「次世代移動無線通信システムである5Gの電波塔が放火される」という事件がイギリスで複数発生しています。実はソーシャルメディアを中心に「5Gが新型コロナウイルスの感染を拡大している」という誤情報が出回っているとのことで、IT系ニュースメディアのThe Vergeがなぜこのようなデマが拡散されたのかを報じています。
British 5G towers are being set on fire because of coronavirus conspiracy theories - The Verge
https://www.theverge.com/2020/4/4/21207927/5g-towers-burning-uk-coronavirus-conspiracy-theory-link
通信事業者のVodafoneによれば、2020年4月4日時点で、5Gの電波塔が放火される事例が既に4件も発生しているとのこと。また、通信事業者のEEが所有する5G電波塔のうち、バーミンガム市にある1つはまだ設置されたのみで稼働すらしていなかったにもかかわらず、火をつけられてしまったとのこと。EEの広報担当者は「放火された電波塔は、バーミンガム市の何千人もの人々に長年にわたって2G、3G、4G接続を提供してきました。私たちは可能な限り迅速に復旧させようと努めていますが、火災による被害は甚大です」とコメントしています。
5G tower set on fire in Birmingham, Acocks Green pic.twitter.com/1GNe2xxJLF
— Official #1 Birmingham Page (@imjustbrum) April 2, 2020
5G電波塔への放火事件が連続している理由として、FacebookやNextdoorといったSNSで「5Gの展開は新型コロナウイルスの流行に関連している」というウワサが出回っていることが報じられています。
ある説では、「中国では世界に先駆けて5Gを展開していたため、新型コロナウイルスが武漢で発生した」「伝染性の高い新型コロナウイルスが5Gにアクセス可能な大都市で自然に広がっている」と主張していますが、The Vergeは「これらの陰謀論は5Gの本格的な展開が始まっていないイランや日本でも新型コロナウイルスの流行が発生しているという事実と矛盾している」と指摘しています。

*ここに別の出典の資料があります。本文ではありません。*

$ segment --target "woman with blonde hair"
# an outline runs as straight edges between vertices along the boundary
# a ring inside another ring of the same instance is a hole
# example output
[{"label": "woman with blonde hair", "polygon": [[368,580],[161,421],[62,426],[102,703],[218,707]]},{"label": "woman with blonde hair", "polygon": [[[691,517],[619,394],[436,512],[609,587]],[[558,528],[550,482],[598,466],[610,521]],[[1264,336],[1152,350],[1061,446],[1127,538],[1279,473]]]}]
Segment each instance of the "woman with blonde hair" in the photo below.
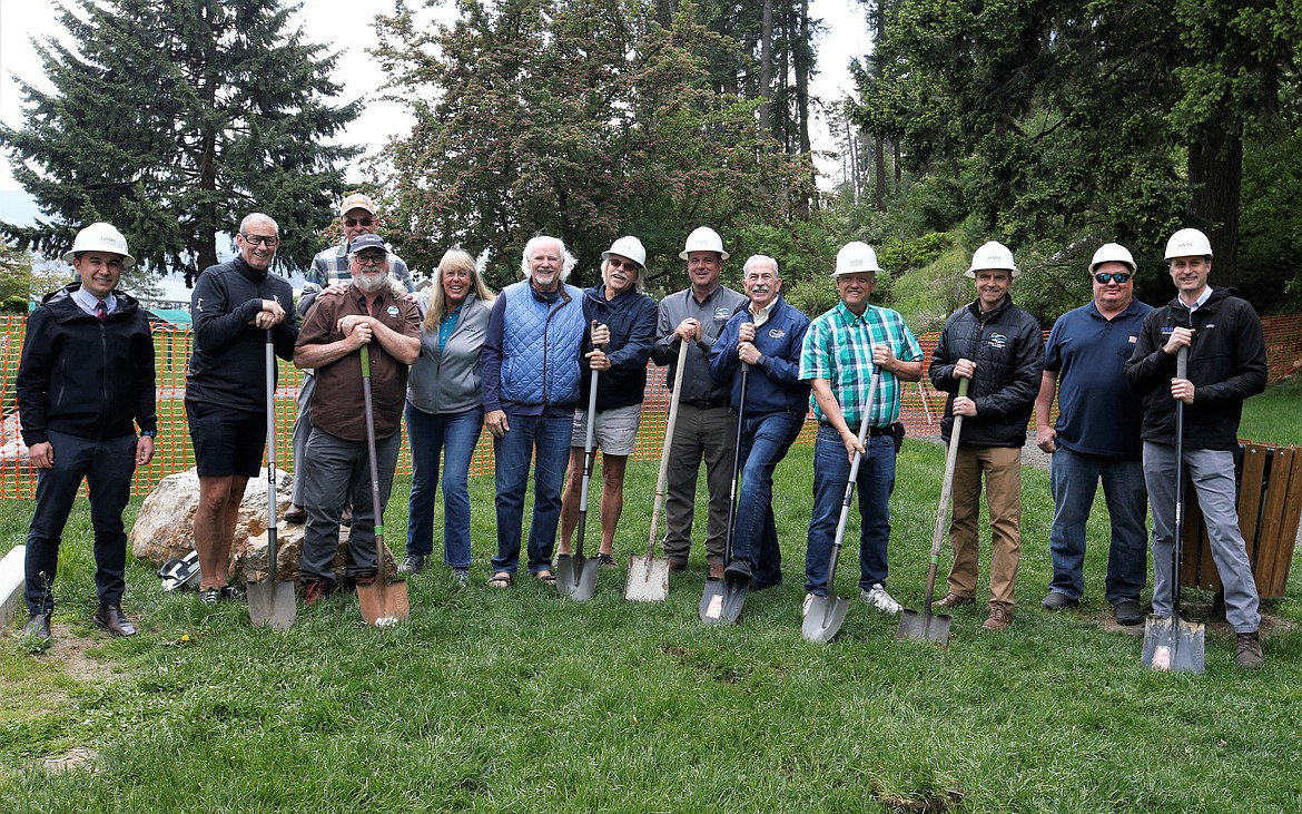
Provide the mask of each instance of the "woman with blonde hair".
[{"label": "woman with blonde hair", "polygon": [[411,443],[411,499],[406,557],[398,570],[419,573],[434,554],[434,498],[443,453],[443,561],[457,585],[470,581],[470,458],[484,423],[479,382],[488,314],[496,296],[475,260],[460,249],[434,272],[421,357],[408,382],[406,422]]}]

イギリス情報通信庁(Ofcom)によれば、ローカルFMラジオ局の番組へ2020年2月にゲスト出演した自称看護師が「5Gが人々の肺から酸素を奪い取っている」「5Gの展開は新型コロナウイルスの感染拡大に関連している」と語ったとのこと。もちろん自称看護師の主張には科学的根拠は全くありませんが、このラジオ番組の切り抜き音声やムービーはFacebookで広く共有されてしまっているそうで、このラジオ番組がイギリスにおける「5Gと新型コロナウイルスを絡めたデマ」拡散の火付け役になった可能性が高くあります。
5G causes coronavirus because it’s sucking the oxygen out of your lungs, according to a video being spread on Facebook. I want to ???? but the fact people believe this bullshit is genuinely scary pic.twitter.com/kY3g5MJtu9
— Tom Warren (@tomwarren) March 3, 2020
こうした誤情報が拡散された背景には、「5Gが健康に悪影響を及ぼすのではないか」という懸念があり、イギリスのタブロイド紙も5Gの健康被害を訴えていました。しかし、専門組織は「5Gによる健康上の問題はない」と既に論じており、イギリスの規制当局も「5Gの電磁放射レベルは国際ガイドラインよりもはるかに低い」と報告しています。
5Gの健康被害について放射線の科学専門組織が見解を発表 - GIGAZINE
それでも、5Gに対する陰謀論の拡散はとどまるところを知らず、5G開通用の光ファイバーケーブルを敷設する労働者に嫌がらせをするムービーがFacebookで出回るまでになっています。こうした事態を受けて、YouTubeは、「5Gが新型コロナウイルスの感染拡大に寄与している」と唱えるコンテンツを制限すると発表しています。
YouTubeが「5Gが新型コロナウイルスの感染拡大に寄与している」という陰謀論を唱えるコンテンツを制限すると発表 - GIGAZINE
陰謀論を拡散し、重要な通信インフラの破壊を推奨するFacebookグループに対処するべく、イギリスの通信事業者や専門家がFacebookに通報するものの、グループが削除されてもなお何千もの人々が5G電波塔への放火を訴えているという状況だそうです。また、The Vergeによれば、イギリスだけではなくアメリカでも同様の陰謀論が拡散されつつあるそうで、「ロシアによるデマ拡散キャンペーン」とセットで語られることも増えているとのこと。The Vergeは「医療従事者が伝染性の高いウイルスとの戦いに忙殺される一方で、電気通信事業者とソーシャルメディアは誤情報の拡散と戦う必要があります」とコメントしました。